Numerical Analysis Seminar

Fall 2019

 

Date:September 11, 2019
Time:3:00pm
Location:BLOC 628
Speaker:Winnifried Wollner, TU Darmstadt
Title:Optimization of Phase-Field Damage Evolution
Abstract:Within this talk, we will address optimization problems governed by time-discrete phase-field damage processes. The presence of an irreversibility of the fracture growth gives rise to a nonsmooth system of equations. To derive optimality conditions we introduce an additional regularization and show that the resulting optimization problem is well-posed. To tackle discretization errors, as well as convergence in the limit of the irreversibility penalty, an improved differentiability result is shown for the time discrete regularized damage process. Based upon this, we can show that certain local minimizers of the optimization problem can be approximated by the proposed penalty approach. Further, we will give a short discussion of resulting discretization error estimates.

Date:November 6, 2019
Time:3:00pm
Location:BLOC 628
Speaker:Simon Pun, TAMU
Title:Computational multiscale methods for first-order wave equation
Abstract:In this talk, we present a pressure-velocity formulation of the heterogeneous wave equation and employ the constraint energy minimizing generalized multiscale finite element method to solve this problem. The proposed method provides a flexible framework to construct crucial multiscale basis functions for approximating the pressure and velocity. These basis functions are constructed by solving a class of local auxiliary optimization problems over the eigenspaces that contain local information on the heterogeneity. Techniques of oversampling are adapted to enhance the computational performance.
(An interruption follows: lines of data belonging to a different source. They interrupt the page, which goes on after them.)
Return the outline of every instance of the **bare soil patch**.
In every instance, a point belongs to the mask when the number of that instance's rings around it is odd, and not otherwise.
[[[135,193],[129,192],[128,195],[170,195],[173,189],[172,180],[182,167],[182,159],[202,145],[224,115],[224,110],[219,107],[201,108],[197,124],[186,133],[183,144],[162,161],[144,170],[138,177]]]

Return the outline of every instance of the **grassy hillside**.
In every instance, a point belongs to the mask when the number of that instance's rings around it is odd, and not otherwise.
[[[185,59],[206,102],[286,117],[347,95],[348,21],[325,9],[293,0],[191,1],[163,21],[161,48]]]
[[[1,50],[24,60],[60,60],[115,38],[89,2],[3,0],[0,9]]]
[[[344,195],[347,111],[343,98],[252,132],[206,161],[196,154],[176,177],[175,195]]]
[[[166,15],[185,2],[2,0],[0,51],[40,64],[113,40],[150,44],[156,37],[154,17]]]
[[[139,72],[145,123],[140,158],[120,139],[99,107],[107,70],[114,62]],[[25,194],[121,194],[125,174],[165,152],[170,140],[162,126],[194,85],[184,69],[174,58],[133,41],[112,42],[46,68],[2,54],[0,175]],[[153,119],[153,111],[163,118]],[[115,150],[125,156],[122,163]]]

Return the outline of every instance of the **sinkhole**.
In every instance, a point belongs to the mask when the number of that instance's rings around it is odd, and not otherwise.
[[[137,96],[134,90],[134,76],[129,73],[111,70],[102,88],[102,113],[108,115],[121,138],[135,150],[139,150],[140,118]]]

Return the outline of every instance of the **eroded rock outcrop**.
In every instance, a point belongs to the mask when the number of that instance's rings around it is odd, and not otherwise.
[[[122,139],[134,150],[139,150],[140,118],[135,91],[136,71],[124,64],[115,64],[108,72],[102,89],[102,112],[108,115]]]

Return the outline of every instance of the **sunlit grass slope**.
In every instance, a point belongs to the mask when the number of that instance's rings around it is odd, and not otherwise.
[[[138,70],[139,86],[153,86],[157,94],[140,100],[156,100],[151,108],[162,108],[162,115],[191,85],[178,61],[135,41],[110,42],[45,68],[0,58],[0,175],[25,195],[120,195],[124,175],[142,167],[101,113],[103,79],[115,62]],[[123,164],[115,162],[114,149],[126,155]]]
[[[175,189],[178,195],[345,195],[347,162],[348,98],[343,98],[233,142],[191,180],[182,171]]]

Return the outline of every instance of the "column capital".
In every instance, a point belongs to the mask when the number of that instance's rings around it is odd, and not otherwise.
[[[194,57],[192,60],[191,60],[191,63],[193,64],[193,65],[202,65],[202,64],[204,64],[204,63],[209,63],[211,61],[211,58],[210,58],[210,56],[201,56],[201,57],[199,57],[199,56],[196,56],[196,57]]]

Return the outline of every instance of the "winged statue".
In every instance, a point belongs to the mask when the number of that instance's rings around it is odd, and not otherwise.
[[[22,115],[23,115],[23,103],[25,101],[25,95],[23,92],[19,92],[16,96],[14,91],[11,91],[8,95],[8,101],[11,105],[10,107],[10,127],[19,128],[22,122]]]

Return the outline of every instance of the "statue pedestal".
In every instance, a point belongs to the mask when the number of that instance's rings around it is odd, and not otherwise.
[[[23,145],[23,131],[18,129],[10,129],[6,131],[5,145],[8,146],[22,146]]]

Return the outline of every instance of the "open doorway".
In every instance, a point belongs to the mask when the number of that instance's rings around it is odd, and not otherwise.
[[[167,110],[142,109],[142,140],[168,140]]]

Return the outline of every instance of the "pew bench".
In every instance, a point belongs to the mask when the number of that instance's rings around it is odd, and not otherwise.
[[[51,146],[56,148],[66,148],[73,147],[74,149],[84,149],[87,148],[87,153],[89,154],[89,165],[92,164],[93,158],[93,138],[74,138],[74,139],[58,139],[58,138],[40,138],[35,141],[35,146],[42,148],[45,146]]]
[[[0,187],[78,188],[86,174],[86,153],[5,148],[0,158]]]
The first-order convergence of the proposed method is proved and illustrated by several numerical tests.

Date:November 20, 2019
Time:3:00pm
Location:BLOC 628
Speaker:Gunnar Martinsson, UT Austin
Title:Randomized algorithms for large scale linear algebra
Abstract:The task of solving large scale linear algebraic problems such as factorizing matrices or solving linear systems is of central importance in many areas of scientific computing, as well as in data analysis and computational statistics. The talk will describe how randomization can be used to design algorithms that in many environments have both better asymptotic complexities and better practical speed than standard deterministic methods.